The idea is quite simple. Individuals working remotely are able to obtain a digital nomad visa, giving them permission to stay in the country longer than the traditional tourist visa and also to work while living there. The pool of people to whom this option is attractive is predominantly professionals, freelancers and entrepreneurs and competition is developing around the visa offering.
Some countries (such as Croatia, Estonia and Greece) offer a visa that is valid for up to a year, while others offer visas for a longer period. For Italy, the initial visa is for two years, after which it can be extended, and the Portuguese digital nomad visa offers a pathway to permanent residence. Croatia, Greece and Italy are offering tax incentives to attract nomads and Iceland also allows their families to relocate without additional visa requirements.
But what about tax?
As tempting as it may be to live and work abroad for a time and benefit from these tax incentives, care must still be taken with the tax position in the country of origin. Someone leaving the UK to work abroad still needs to apply the UK statutory residence test and consider the time they are present in the UK, whether or not for work, as well as their other connections to the UK, to determine their UK tax residence position. Depending on the timing of departure in a tax year, the connections they retain and the amount of time spent working abroad, it is possible to still remain UK tax resident such that income earned abroad would remain taxable in the UK.

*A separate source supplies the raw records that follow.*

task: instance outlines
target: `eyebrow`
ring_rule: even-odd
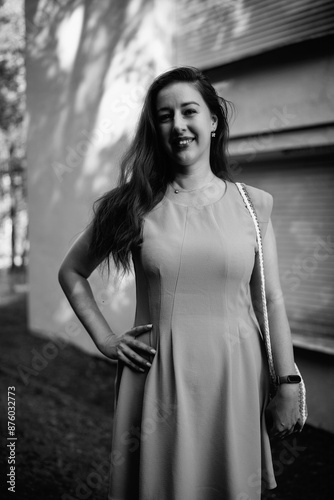
[[[196,106],[200,106],[200,104],[198,104],[198,102],[195,102],[195,101],[189,101],[189,102],[184,102],[181,104],[181,108],[183,108],[184,106],[189,106],[189,104],[196,104]],[[168,106],[164,106],[163,108],[159,108],[158,109],[158,112],[159,111],[165,111],[165,110],[169,110],[170,108]]]

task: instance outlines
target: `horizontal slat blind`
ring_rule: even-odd
[[[333,0],[178,0],[177,64],[201,69],[334,33]]]
[[[274,197],[272,221],[292,331],[334,339],[333,165],[247,166],[240,180]]]

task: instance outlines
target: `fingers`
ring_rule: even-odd
[[[270,438],[285,439],[300,427],[298,401],[276,394],[268,404],[265,416]]]
[[[272,439],[284,439],[287,429],[283,422],[273,422],[273,426],[270,429],[270,437]]]
[[[152,354],[155,354],[155,349],[145,344],[145,342],[137,340],[137,337],[139,337],[139,335],[142,335],[143,333],[147,333],[148,331],[152,330],[152,327],[153,327],[152,324],[148,324],[148,325],[135,326],[134,328],[132,328],[128,332],[128,334],[131,337],[134,337],[133,340],[129,341],[129,345],[131,346],[131,348],[137,348],[143,351],[144,353],[149,354],[150,356],[152,356]]]
[[[138,337],[138,335],[152,330],[152,327],[152,323],[148,323],[147,325],[134,326],[133,328],[131,328],[131,330],[128,331],[128,334],[132,337]]]
[[[298,418],[293,432],[302,432],[302,430],[303,430],[303,422],[301,418]]]
[[[134,328],[132,328],[128,332],[129,335],[134,337],[134,340],[131,341],[131,347],[136,347],[137,349],[144,351],[149,355],[155,354],[155,349],[145,344],[145,342],[137,340],[137,337],[139,337],[139,335],[142,335],[143,333],[147,333],[148,331],[152,330],[152,327],[153,327],[152,324],[148,324],[148,325],[135,326]]]
[[[286,425],[284,422],[276,421],[270,429],[270,437],[272,439],[285,439],[294,432],[299,432],[298,422],[292,425]]]
[[[137,372],[144,373],[151,367],[151,363],[142,358],[127,346],[119,346],[117,356],[120,361]]]
[[[152,329],[152,324],[140,325],[129,330],[117,347],[117,357],[127,366],[137,372],[145,372],[151,367],[151,363],[140,356],[137,351],[141,351],[143,355],[148,354],[150,358],[156,354],[155,349],[151,346],[136,340],[136,337],[147,333]]]
[[[293,431],[293,426],[284,423],[279,414],[270,405],[265,411],[268,434],[271,439],[284,439]]]

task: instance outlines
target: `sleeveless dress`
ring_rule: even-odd
[[[246,186],[265,237],[269,193]],[[108,500],[259,500],[276,487],[264,410],[269,373],[249,282],[257,251],[232,182],[174,192],[133,252],[134,325],[156,355],[118,364]]]

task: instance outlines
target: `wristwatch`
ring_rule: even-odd
[[[285,375],[280,377],[279,375],[276,376],[276,382],[277,385],[281,384],[299,384],[302,379],[299,375]]]

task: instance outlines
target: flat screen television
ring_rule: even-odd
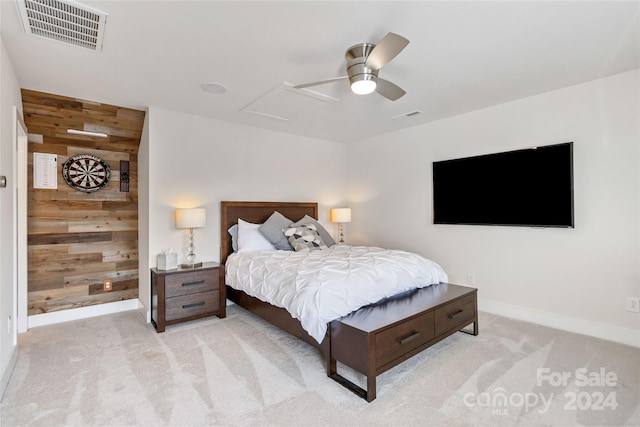
[[[433,162],[433,222],[572,228],[573,142]]]

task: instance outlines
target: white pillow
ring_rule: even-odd
[[[276,248],[260,232],[260,224],[238,218],[238,252],[275,251]]]

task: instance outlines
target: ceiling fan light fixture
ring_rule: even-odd
[[[356,95],[369,95],[376,90],[376,81],[373,76],[361,75],[351,81],[351,91]]]
[[[347,76],[293,86],[305,89],[311,86],[332,83],[349,78],[351,91],[356,95],[368,95],[376,91],[390,101],[404,96],[406,92],[389,80],[378,78],[378,72],[385,64],[395,58],[409,44],[409,40],[395,33],[387,33],[377,45],[360,43],[351,46],[345,53]]]

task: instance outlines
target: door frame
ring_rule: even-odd
[[[14,163],[14,187],[15,195],[15,288],[14,288],[14,313],[16,314],[17,331],[14,333],[14,343],[17,343],[17,334],[26,332],[28,322],[28,288],[27,288],[27,154],[29,134],[24,120],[17,106],[13,106],[13,143],[16,147]]]

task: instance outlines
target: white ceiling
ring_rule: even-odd
[[[640,66],[637,1],[82,1],[109,13],[101,53],[28,36],[15,2],[0,3],[23,88],[339,142]],[[380,72],[407,91],[398,101],[339,81],[312,88],[338,101],[288,121],[241,111],[283,82],[345,75],[346,49],[389,31],[410,40]]]

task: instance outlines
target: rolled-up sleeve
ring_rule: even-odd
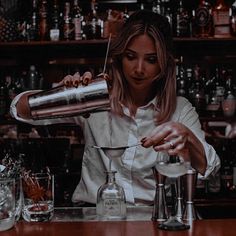
[[[84,118],[82,116],[62,117],[62,118],[52,118],[52,119],[39,119],[39,120],[34,120],[31,118],[25,119],[25,118],[20,117],[17,113],[17,108],[16,108],[17,102],[24,94],[29,93],[29,92],[32,92],[32,91],[25,91],[25,92],[18,94],[11,102],[10,114],[16,120],[31,124],[31,125],[51,125],[51,124],[57,124],[57,123],[75,123],[75,124],[82,125],[83,120],[84,120]],[[39,91],[35,90],[35,92],[39,92]]]
[[[202,143],[207,160],[207,168],[204,175],[199,174],[199,178],[207,178],[209,175],[215,175],[220,169],[220,158],[212,145],[205,139],[205,132],[201,128],[198,114],[192,104],[185,98],[180,98],[177,107],[176,119],[186,125]]]

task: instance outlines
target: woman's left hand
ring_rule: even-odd
[[[188,159],[188,140],[193,133],[178,122],[166,122],[141,140],[143,147],[153,146],[155,151],[166,151],[169,155],[180,155]]]

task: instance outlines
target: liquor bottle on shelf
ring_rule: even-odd
[[[194,66],[194,79],[192,87],[189,91],[189,99],[197,112],[201,115],[204,114],[206,109],[206,98],[205,98],[205,79],[200,70],[199,65]]]
[[[233,117],[236,110],[236,97],[233,91],[232,70],[227,71],[222,110],[225,116]]]
[[[177,11],[174,14],[174,36],[189,37],[190,36],[190,14],[183,6],[183,1],[179,1]]]
[[[116,171],[107,171],[106,183],[97,193],[96,212],[102,219],[125,219],[126,199],[124,189],[116,183]]]
[[[200,0],[195,11],[193,11],[193,36],[213,36],[212,6],[208,1]]]
[[[231,6],[230,30],[233,36],[236,36],[236,1]]]
[[[173,28],[173,12],[171,9],[170,0],[164,1],[164,16],[169,20],[169,23]]]
[[[8,90],[5,78],[0,77],[0,120],[5,119],[8,110]]]
[[[35,65],[31,65],[28,72],[28,89],[34,90],[39,88],[39,76]]]
[[[48,2],[42,0],[39,9],[39,38],[41,41],[49,39]]]
[[[82,39],[82,13],[81,8],[79,6],[79,1],[74,0],[73,10],[72,10],[72,21],[74,24],[74,39],[81,40]]]
[[[221,113],[221,102],[224,95],[224,87],[220,77],[221,70],[217,66],[213,77],[207,81],[208,104],[206,106],[207,114],[212,117],[217,117]]]
[[[212,10],[214,37],[230,36],[230,10],[224,0],[217,0]]]
[[[152,2],[152,11],[163,15],[162,0],[155,0]]]
[[[85,27],[86,39],[100,39],[102,36],[102,20],[98,17],[98,3],[91,1],[91,10]]]
[[[58,41],[60,39],[60,11],[58,0],[53,1],[49,34],[51,41]]]
[[[223,144],[221,152],[221,192],[228,195],[233,186],[233,163],[227,152],[227,145]]]
[[[183,56],[177,64],[177,95],[187,97],[186,71],[183,65]]]
[[[71,19],[71,4],[70,4],[70,2],[65,2],[65,5],[64,5],[63,39],[64,40],[72,40],[73,39],[73,23],[72,23],[72,19]]]
[[[28,41],[39,40],[39,14],[38,14],[38,0],[32,2],[32,12],[28,22]]]

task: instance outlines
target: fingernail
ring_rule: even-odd
[[[141,143],[144,143],[146,141],[147,141],[147,137],[144,137],[144,138],[141,139]]]

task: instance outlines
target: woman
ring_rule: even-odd
[[[198,115],[183,97],[176,97],[175,61],[167,19],[141,10],[130,16],[122,32],[113,40],[113,87],[111,112],[33,121],[27,96],[19,95],[11,111],[17,119],[32,124],[75,122],[83,128],[85,151],[82,176],[72,200],[96,203],[96,194],[105,181],[109,160],[98,146],[142,145],[128,148],[114,158],[112,169],[126,193],[129,204],[152,204],[155,180],[152,167],[167,154],[179,155],[191,162],[202,177],[214,174],[220,166],[212,146],[206,143]],[[83,76],[82,76],[83,77]],[[79,73],[68,75],[63,82],[80,80]]]

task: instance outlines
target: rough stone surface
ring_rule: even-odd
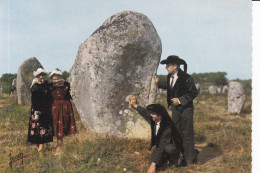
[[[17,94],[17,89],[16,89],[16,88],[17,88],[17,87],[16,87],[16,83],[17,83],[17,82],[16,82],[16,81],[17,81],[17,79],[14,79],[14,80],[12,81],[12,86],[15,87],[15,90],[14,90],[14,93],[13,93],[13,94],[15,94],[15,95]]]
[[[3,87],[0,85],[0,93],[3,93]]]
[[[224,85],[222,88],[222,93],[227,93],[228,92],[228,86]]]
[[[228,89],[228,112],[231,114],[240,114],[245,100],[246,96],[243,85],[237,81],[230,81]]]
[[[162,88],[158,88],[157,93],[158,94],[167,94],[167,90],[162,89]]]
[[[221,86],[218,86],[218,87],[217,87],[217,93],[221,93],[221,90],[222,90],[222,87],[221,87]]]
[[[197,88],[197,90],[198,90],[198,93],[201,93],[201,92],[200,92],[200,84],[199,84],[199,83],[196,83],[195,86],[196,86],[196,88]]]
[[[28,104],[31,102],[31,84],[34,78],[33,71],[43,68],[41,63],[35,58],[29,58],[22,63],[17,72],[16,91],[18,104]]]
[[[79,47],[71,69],[73,100],[90,130],[119,137],[149,138],[150,127],[129,106],[154,103],[161,41],[143,14],[126,11],[108,18]]]
[[[16,79],[14,79],[14,80],[12,81],[12,86],[15,86],[15,87],[16,87]]]
[[[216,94],[217,88],[214,85],[209,86],[209,93],[213,95]]]

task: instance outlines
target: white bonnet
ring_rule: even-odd
[[[51,72],[51,74],[49,75],[49,78],[51,78],[53,75],[62,75],[62,72],[61,71],[58,71],[58,70],[53,70],[52,72]]]
[[[42,68],[38,68],[36,71],[33,72],[33,76],[37,77],[39,74],[44,73],[45,75],[48,75],[48,72]]]

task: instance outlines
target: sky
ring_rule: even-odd
[[[17,73],[36,57],[43,67],[69,71],[79,45],[113,14],[146,15],[162,41],[161,60],[178,55],[188,73],[227,72],[251,78],[249,0],[0,0],[0,75]],[[159,65],[157,74],[167,74]]]

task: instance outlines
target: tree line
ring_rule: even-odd
[[[59,68],[56,68],[56,70],[61,71]],[[210,72],[210,73],[193,73],[191,74],[192,78],[194,79],[195,83],[208,83],[212,85],[217,86],[223,86],[228,84],[228,79],[226,78],[227,73],[226,72]],[[3,87],[3,92],[8,93],[9,88],[12,84],[13,79],[17,77],[17,74],[11,74],[11,73],[5,73],[0,78],[0,85]],[[62,72],[62,78],[67,79],[69,77],[69,72],[66,70]],[[166,80],[166,75],[158,75],[158,78],[160,80]],[[251,79],[249,80],[240,80],[235,79],[235,81],[239,81],[244,84],[244,87],[246,90],[251,90]]]
[[[210,72],[210,73],[193,73],[191,74],[195,83],[205,84],[206,86],[209,85],[216,85],[216,86],[224,86],[228,84],[228,79],[226,78],[226,72]],[[158,75],[159,80],[166,81],[166,75]],[[245,93],[251,93],[252,90],[252,80],[241,80],[241,79],[234,79],[233,81],[238,81],[244,85]]]
[[[195,83],[210,83],[213,85],[226,85],[228,80],[226,72],[193,73],[191,74]],[[166,75],[158,75],[159,80],[166,80]]]
[[[56,70],[61,71],[59,68],[56,68]],[[63,71],[62,72],[62,78],[67,80],[68,77],[69,77],[69,72],[67,72],[66,70]],[[17,78],[16,73],[14,73],[14,74],[11,74],[11,73],[2,74],[2,76],[0,78],[0,87],[2,86],[2,92],[3,93],[9,93],[12,82],[16,78]]]

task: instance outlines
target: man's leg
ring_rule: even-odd
[[[165,146],[165,157],[166,161],[169,161],[170,166],[177,166],[179,159],[179,152],[176,149],[175,144],[168,144]]]
[[[150,162],[149,162],[150,167],[153,167],[153,163],[155,163],[154,160],[157,160],[157,162],[155,164],[156,168],[163,168],[164,166],[166,166],[168,161],[170,162],[171,166],[172,165],[177,166],[178,158],[179,158],[179,152],[176,149],[176,146],[175,146],[174,143],[168,144],[168,145],[165,146],[164,151],[163,151],[163,155],[160,158],[160,160],[158,160],[157,158],[158,158],[157,153],[153,152],[151,159],[150,159]]]
[[[172,121],[174,122],[176,128],[179,130],[181,134],[181,113],[173,105],[171,105],[171,110],[172,110]]]
[[[194,150],[193,108],[186,108],[183,110],[180,127],[185,159],[189,163],[193,163],[196,157]]]

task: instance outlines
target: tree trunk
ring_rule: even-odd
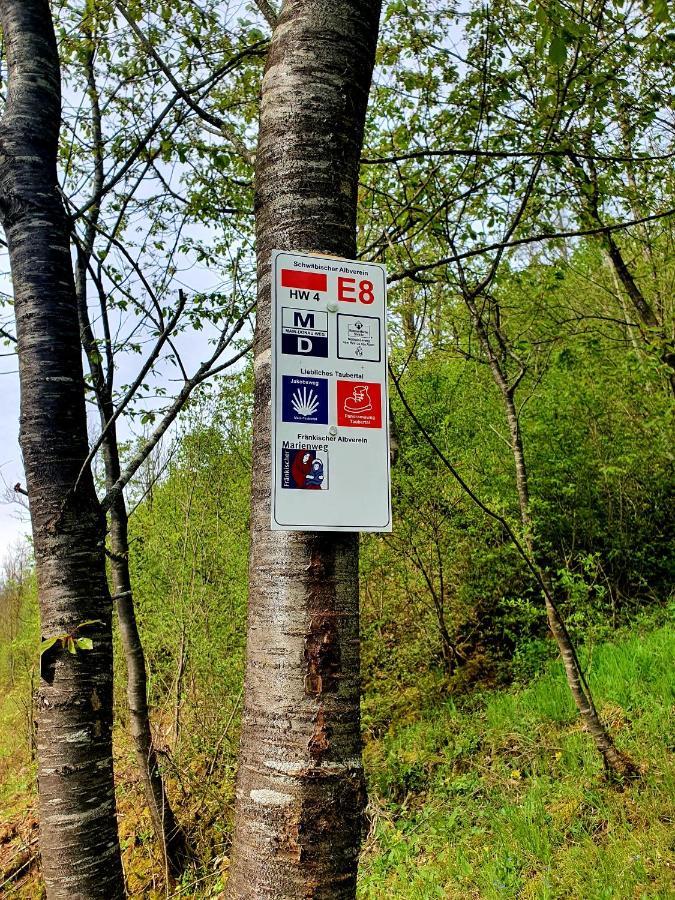
[[[581,181],[579,196],[584,215],[589,223],[593,227],[599,226],[602,228],[604,223],[602,221],[598,200],[598,178],[592,162],[589,162],[589,167],[591,174],[590,176],[585,176],[585,179]],[[590,195],[588,193],[589,188],[591,190]],[[614,235],[610,231],[607,231],[604,234],[601,234],[600,242],[607,255],[607,259],[614,270],[616,278],[623,286],[626,296],[638,315],[641,323],[640,331],[645,343],[648,346],[654,346],[655,344],[661,345],[659,347],[661,362],[670,369],[668,381],[671,392],[675,395],[675,346],[673,345],[672,337],[668,336],[664,323],[659,321],[654,309],[633,277],[633,273],[628,267],[621,251],[621,247],[617,244]]]
[[[454,675],[457,668],[457,650],[450,639],[450,632],[445,623],[445,612],[441,604],[434,604],[436,610],[436,621],[438,622],[438,631],[441,635],[441,659],[443,660],[443,671],[446,675]]]
[[[101,111],[98,90],[94,78],[93,43],[89,50],[85,68],[88,93],[92,105],[92,137],[95,154],[92,194],[98,196],[103,185],[103,137],[101,133]],[[82,246],[78,247],[75,268],[75,295],[80,323],[80,338],[87,355],[94,394],[98,406],[103,437],[103,464],[105,468],[106,490],[110,491],[121,474],[117,425],[113,422],[112,399],[113,362],[110,348],[106,348],[108,378],[106,378],[102,356],[96,343],[87,307],[87,264],[91,258],[96,238],[99,205],[91,209],[85,229]],[[102,299],[102,306],[105,298]],[[112,422],[112,424],[108,424]],[[167,875],[179,876],[188,858],[185,833],[180,828],[173,813],[164,788],[157,754],[152,743],[150,716],[147,702],[147,675],[145,654],[136,623],[136,612],[129,575],[128,516],[124,494],[120,491],[110,506],[110,570],[117,605],[117,617],[122,639],[122,649],[127,669],[127,701],[131,722],[131,737],[136,751],[143,790],[150,810],[153,827],[161,845],[164,868]]]
[[[114,427],[114,426],[113,426]],[[111,484],[119,477],[112,476]],[[108,479],[106,479],[108,480]],[[141,773],[143,790],[150,809],[152,824],[162,846],[168,873],[178,877],[189,859],[185,832],[178,824],[164,787],[162,772],[152,741],[147,700],[147,675],[143,644],[138,632],[134,600],[129,577],[129,539],[127,510],[120,495],[110,508],[110,569],[115,591],[115,604],[120,636],[127,666],[127,700],[131,737]]]
[[[621,751],[616,748],[609,732],[602,724],[595,703],[593,702],[590,688],[581,669],[581,664],[576,650],[574,649],[574,644],[572,643],[565,622],[553,599],[553,585],[546,575],[544,568],[540,565],[538,547],[530,515],[529,477],[525,461],[525,451],[523,449],[520,419],[518,417],[518,410],[516,409],[514,399],[515,388],[509,385],[507,373],[494,352],[490,337],[485,328],[485,323],[476,306],[474,298],[469,297],[465,298],[465,300],[473,319],[481,347],[487,357],[492,378],[502,395],[504,414],[509,426],[510,446],[516,475],[516,490],[518,492],[518,509],[520,512],[520,523],[523,528],[525,546],[534,571],[536,571],[541,585],[543,586],[542,593],[544,595],[546,606],[546,617],[551,633],[553,634],[556,644],[558,645],[558,650],[560,651],[560,656],[565,668],[567,684],[579,711],[581,721],[591,735],[596,749],[602,756],[607,771],[612,776],[619,778],[633,777],[639,774],[639,769],[627,755],[621,753]],[[499,340],[503,346],[506,346],[506,338],[501,331],[499,333]],[[517,381],[519,380],[520,376]]]
[[[40,850],[50,900],[124,896],[112,768],[111,601],[87,423],[68,224],[56,176],[60,72],[47,0],[0,0],[9,94],[0,218],[14,283],[21,430],[42,637]],[[94,624],[82,623],[95,620]]]
[[[673,347],[672,340],[669,340],[666,336],[665,328],[657,319],[654,310],[638,287],[630,269],[626,265],[621,248],[611,234],[606,235],[605,246],[617,278],[623,285],[628,298],[633,304],[633,308],[640,317],[640,321],[645,328],[648,329],[647,343],[653,343],[655,339],[660,339],[662,342],[661,361],[670,368],[668,381],[670,383],[671,392],[675,396],[675,348]]]
[[[525,546],[530,554],[530,559],[535,565],[542,584],[545,586],[544,601],[546,604],[546,617],[560,656],[563,661],[567,684],[574,698],[574,702],[581,716],[584,727],[591,735],[595,747],[602,756],[605,768],[614,776],[631,777],[638,774],[637,766],[626,756],[617,750],[609,732],[602,724],[598,711],[593,702],[590,688],[581,670],[581,664],[576,654],[574,644],[563,621],[560,612],[553,600],[553,585],[547,577],[544,569],[539,564],[539,554],[532,529],[530,516],[530,489],[523,439],[520,430],[520,419],[513,399],[513,392],[505,388],[506,380],[502,375],[501,384],[504,410],[511,434],[511,451],[513,453],[514,468],[516,473],[516,487],[518,490],[518,503],[520,509],[520,521],[525,537]]]
[[[547,590],[550,593],[550,587],[547,587]],[[602,756],[605,769],[610,776],[615,778],[636,777],[640,774],[639,767],[629,756],[617,749],[609,732],[602,724],[565,623],[550,597],[547,596],[545,599],[549,628],[560,650],[567,684],[579,710],[584,728],[590,734],[596,750]]]
[[[270,530],[270,252],[353,257],[379,0],[286,0],[262,90],[245,704],[232,900],[353,898],[365,786],[358,537]]]
[[[596,224],[602,224],[598,217],[595,218]],[[614,240],[614,237],[611,233],[604,235],[603,241],[605,244],[605,251],[609,256],[609,259],[614,266],[614,271],[617,274],[617,277],[628,295],[630,302],[633,304],[635,311],[640,317],[640,321],[646,328],[650,328],[652,330],[658,330],[660,328],[660,323],[654,314],[654,310],[651,308],[649,303],[647,303],[642,291],[637,285],[637,282],[633,278],[633,274],[626,265],[626,261],[623,258],[623,253],[621,252],[621,248]]]
[[[178,647],[178,665],[176,666],[176,681],[173,692],[173,746],[178,746],[180,740],[180,710],[183,704],[183,676],[186,663],[185,621],[180,625],[180,646]]]
[[[101,428],[113,416],[110,390],[99,362],[100,357],[89,323],[86,306],[86,272],[80,260],[76,275],[76,293],[80,315],[82,345],[89,360],[94,391],[99,407]],[[105,430],[103,461],[106,488],[120,477],[120,459],[117,444],[117,427],[113,422]],[[179,876],[188,858],[185,833],[180,828],[166,794],[157,754],[152,743],[150,714],[147,702],[147,674],[143,644],[136,623],[134,598],[129,575],[128,517],[124,494],[118,493],[110,507],[110,573],[117,606],[117,618],[122,639],[122,650],[127,669],[127,701],[131,722],[131,737],[140,770],[150,816],[157,839],[160,841],[165,868],[172,876]]]

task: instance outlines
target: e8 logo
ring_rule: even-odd
[[[357,288],[356,278],[338,276],[338,300],[342,300],[344,303],[356,303],[357,297],[359,303],[370,306],[375,300],[373,282],[364,279],[359,281]]]

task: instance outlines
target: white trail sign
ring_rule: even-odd
[[[384,266],[272,253],[272,529],[391,531]]]

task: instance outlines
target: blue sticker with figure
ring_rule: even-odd
[[[320,450],[281,451],[281,486],[292,490],[328,490],[328,453]]]

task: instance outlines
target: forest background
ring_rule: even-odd
[[[92,409],[105,382],[122,472],[142,457],[131,584],[154,744],[195,855],[171,890],[218,896],[257,473],[251,176],[276,14],[53,8]],[[674,48],[662,2],[385,4],[358,239],[389,272],[395,524],[361,542],[364,897],[672,893]],[[5,306],[9,357],[9,291]],[[92,447],[99,432],[92,415]],[[514,535],[637,786],[603,775]],[[40,896],[37,604],[30,548],[4,555],[0,891]],[[117,650],[126,875],[163,896]]]

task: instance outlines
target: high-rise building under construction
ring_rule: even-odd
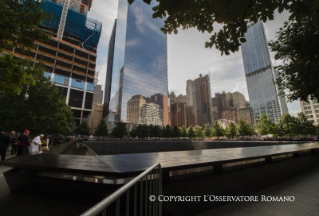
[[[50,40],[35,41],[37,47],[30,52],[18,47],[4,50],[33,62],[44,62],[45,76],[59,87],[77,124],[92,111],[96,51],[102,30],[101,22],[87,17],[92,1],[43,1],[41,8],[53,15],[41,25],[51,34]]]

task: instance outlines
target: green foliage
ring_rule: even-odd
[[[166,125],[166,127],[163,128],[163,132],[162,132],[163,137],[166,137],[166,138],[172,137],[172,133],[173,133],[173,130],[171,126]]]
[[[149,137],[150,136],[150,128],[148,125],[143,124],[138,126],[138,136],[139,137]]]
[[[19,95],[0,94],[0,127],[2,130],[32,133],[70,134],[75,123],[72,110],[59,88],[43,74],[34,77],[35,86],[23,87]]]
[[[245,136],[252,136],[254,134],[255,134],[254,128],[252,128],[249,123],[240,119],[237,125],[237,135],[245,137]]]
[[[74,133],[89,136],[90,135],[90,128],[89,128],[88,123],[86,121],[83,121],[81,124],[79,124],[75,128]]]
[[[130,137],[137,137],[138,136],[138,133],[137,133],[137,127],[133,128],[131,131],[130,131]]]
[[[180,127],[179,131],[180,131],[181,137],[187,137],[187,131],[184,126]]]
[[[298,119],[289,114],[280,117],[278,127],[286,136],[292,137],[298,134]]]
[[[201,126],[195,126],[194,133],[195,133],[195,136],[197,138],[202,138],[203,137],[202,127]]]
[[[234,139],[234,136],[237,134],[237,129],[234,123],[230,123],[225,129],[225,136],[231,139]]]
[[[19,47],[31,51],[36,47],[34,40],[47,41],[47,33],[40,24],[49,16],[40,9],[39,1],[0,1],[0,53]],[[16,59],[12,55],[0,55],[0,92],[19,94],[23,86],[33,86],[41,72],[37,64],[27,59]]]
[[[192,126],[188,128],[188,130],[187,130],[187,136],[188,136],[189,138],[194,138],[194,137],[195,137],[195,132],[194,132],[194,129],[193,129]]]
[[[272,134],[274,132],[275,123],[268,119],[267,115],[263,113],[256,124],[256,128],[261,135]]]
[[[300,112],[298,115],[298,134],[300,135],[306,135],[311,134],[315,135],[317,133],[316,126],[308,121],[306,115],[303,112]]]
[[[204,134],[205,137],[212,137],[212,129],[210,128],[209,124],[205,126]]]
[[[162,136],[162,127],[155,125],[153,129],[150,129],[151,137],[161,137]]]
[[[224,133],[224,128],[220,126],[217,121],[215,121],[215,124],[213,125],[213,136],[216,136],[218,139],[218,137],[224,136]]]
[[[317,0],[295,1],[289,21],[277,32],[277,40],[268,43],[276,52],[275,59],[283,61],[276,67],[280,71],[276,83],[281,95],[289,90],[288,101],[307,101],[308,96],[319,99],[318,11]]]
[[[94,136],[108,136],[107,125],[104,119],[102,119],[99,125],[96,127]]]
[[[25,86],[34,86],[36,77],[43,73],[42,64],[29,59],[13,58],[12,55],[0,55],[0,92],[18,94]]]
[[[282,128],[282,125],[276,124],[273,130],[273,136],[274,137],[282,137],[284,136],[284,130]]]
[[[158,125],[139,125],[130,131],[130,137],[161,137],[162,128]]]
[[[117,125],[113,128],[111,136],[116,138],[123,138],[124,136],[127,136],[128,132],[126,129],[126,124],[119,122]]]
[[[174,128],[173,128],[173,132],[172,132],[172,137],[180,137],[181,134],[180,134],[180,131],[178,129],[178,127],[175,125]]]

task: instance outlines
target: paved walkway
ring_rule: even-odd
[[[294,196],[294,202],[233,202],[198,216],[319,216],[319,168],[255,193]]]

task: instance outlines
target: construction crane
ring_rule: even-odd
[[[65,23],[66,23],[66,17],[68,16],[69,6],[70,6],[70,0],[64,0],[62,14],[61,14],[61,18],[60,18],[59,29],[58,29],[58,35],[57,35],[57,38],[60,40],[62,40],[62,38],[63,38],[63,33],[64,33],[64,28],[65,28]]]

For those who own their own company, there are other bear traps to beware of. It is possible to move the residence of a company for tax purposes where management and control rests in a jurisdiction that is different from the country of incorporation. This could result in increased tax liabilities for the company where the overseas tax rate exceeds the UK rate, as well as increased administration costs. It is also possible for a company to become simultaneously resident in both jurisdictions in some circumstances, with scope for double taxation of the same profits. If the company residence point is missed, penalties for non-compliance with local tax regimes can be severe.
Even in circumstances where the place of management and control of a company remains unchanged, the relocation of senior staff can create a taxable permanent establishment in another jurisdiction, with profits attributable to that permanent establishment being subject to tax in the overseas country and associated additional administration issues to contend with. Local employment taxes may also apply, including social security, and local payroll filings may be required.
Other tax issues
Permanent establishment issues are not confined to companies, and partnerships can equally find themselves with complex tax situations to deal with where one or more of the partners works remotely. A permanent establishment in these circumstances can create foreign tax liabilities for all the partners with significant additional reporting requirements.
The position of consultants who operate through their own service company has been the subject of targeted legislation over the years in the UK, due to the perception of unfair tax advantages, but many of those who operate in this way still see themselves as self-employed. Digital nomad visas could provide flexibility to this sector in where they provide their services, but the tax issues are likely to remain, along with the additional compliance required by IR35. It is also possible that other jurisdictions will have similar rules.
Remote working from abroad certainly has its attractions, but it’s not quite as straightforward as booking some accommodation and setting up the laptop. The digital nomad visa will help with some of the historically grey areas legally but, for the time being at least, it seems likely that they will mostly appeal to a narrow category of the genuinely self-employed, who do not have to contend with some of the most complex areas of international tax.
As always, the tax aspects can be complex and anyone considering a move abroad should take formal advice, so they fully understand the implications and requirements before doing so.